凤夕抿了抿唇,犹疑地说道:“您……离开天庭之后,冰儿她……就变了!比从前更加地沉默寡言,更加冷漠……我娘总是有意无意地挑她的过错,责骂她;爹因为……恨你的背叛,也将怨气撒在了冰儿的身上。对不起,我们没能照顾好冰儿……”

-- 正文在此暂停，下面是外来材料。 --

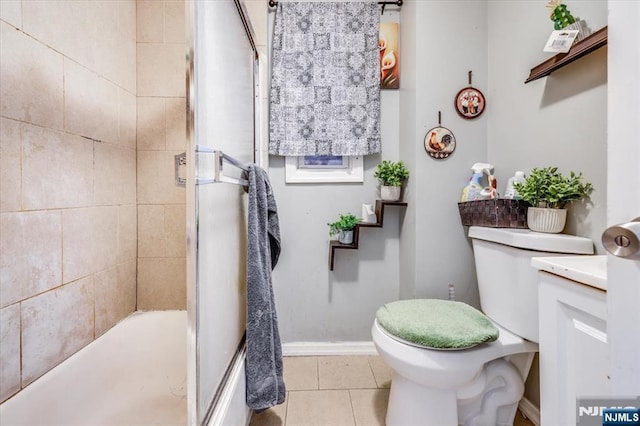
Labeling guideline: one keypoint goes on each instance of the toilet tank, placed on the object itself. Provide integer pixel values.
(507, 283)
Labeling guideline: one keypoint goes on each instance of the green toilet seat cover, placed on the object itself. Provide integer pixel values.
(437, 324)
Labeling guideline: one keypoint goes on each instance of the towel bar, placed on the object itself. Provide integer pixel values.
(219, 176)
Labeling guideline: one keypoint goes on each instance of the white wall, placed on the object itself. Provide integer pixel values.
(315, 304)
(442, 41)
(560, 120)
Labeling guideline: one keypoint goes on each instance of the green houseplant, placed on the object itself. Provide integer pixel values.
(391, 176)
(344, 228)
(549, 191)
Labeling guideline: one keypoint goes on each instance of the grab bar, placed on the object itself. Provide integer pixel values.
(219, 176)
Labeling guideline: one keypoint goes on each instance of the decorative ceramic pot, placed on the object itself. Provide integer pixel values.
(390, 193)
(346, 237)
(546, 220)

“错不在你们!”凰星哀伤地说道,“当年,我离开之后,冰儿其实有瞒着你们,下界来找过我。她让我回去……可是,我拒绝了,狠狠地拒绝了她!”她的语气凝噎,“冰儿她……从小到大,都没有在我的面前,提及她所遭受的委屈,一次也没有!我也从未注意别人看待她的眼神有何异样……所以,一直以来,我什么都不知道!我一直以为,她生活得很好,即使生来不善歌舞,应该也不至于遭到多大的冷遇……所以,我放心地下界来,与莫言厮守。我那时以为,从地界控制妖魔,不让它们骚扰天界,或许,冰儿就可以逃脱血凤凰的命运。可是,我从不曾想到……”说着,她的眼泪,禁不住地滑过脸颊,“我当时只以为,她是在任性,是在耍小孩子脾气……是我贪恋尘世,伤了她!我从不是个好娘亲……”

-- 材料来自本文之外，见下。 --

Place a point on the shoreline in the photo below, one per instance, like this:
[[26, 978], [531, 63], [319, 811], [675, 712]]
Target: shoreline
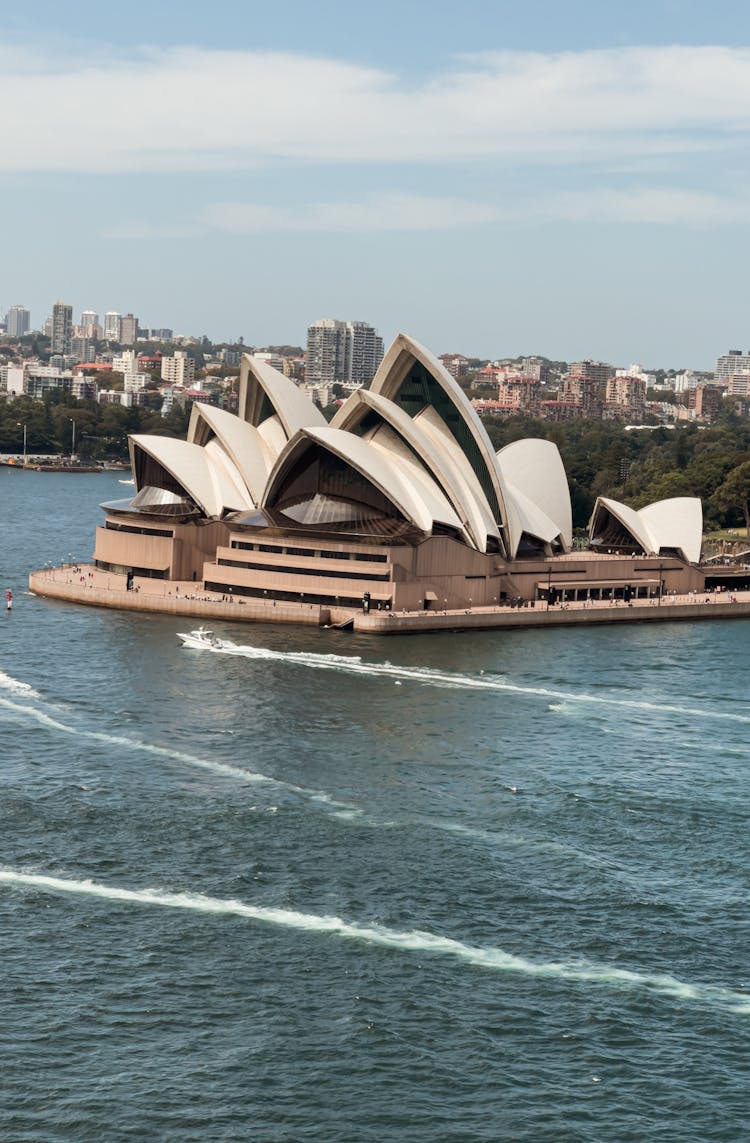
[[82, 584]]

莫言扶着凰星,无言地安抚。凤夕又转而问凰柔,道:“柔儿,那你呢?当年,你被雷霆击得粉碎,这是整个天庭共同见证的事实,娘甚至因此伤心而亡。怎么……”他又打量了凰柔的身姿,竟有些飘渺、透明的模样,脑中灵光一闪,“莫非……”
“你想得不错!冰儿她以万年的神力为代价,保住了我的魂魄……”
“凤凰勾魂……”龙恬蹙眉说道,“她竟当着天庭众神的面,动用禁术,而且还违逆了天帝的裁断,救下诛仙台上的你。无论是哪样,那可都是万劫不复的死罪哪!她怎能如此妄为?竟丝毫不将自己的性命看在眼里……”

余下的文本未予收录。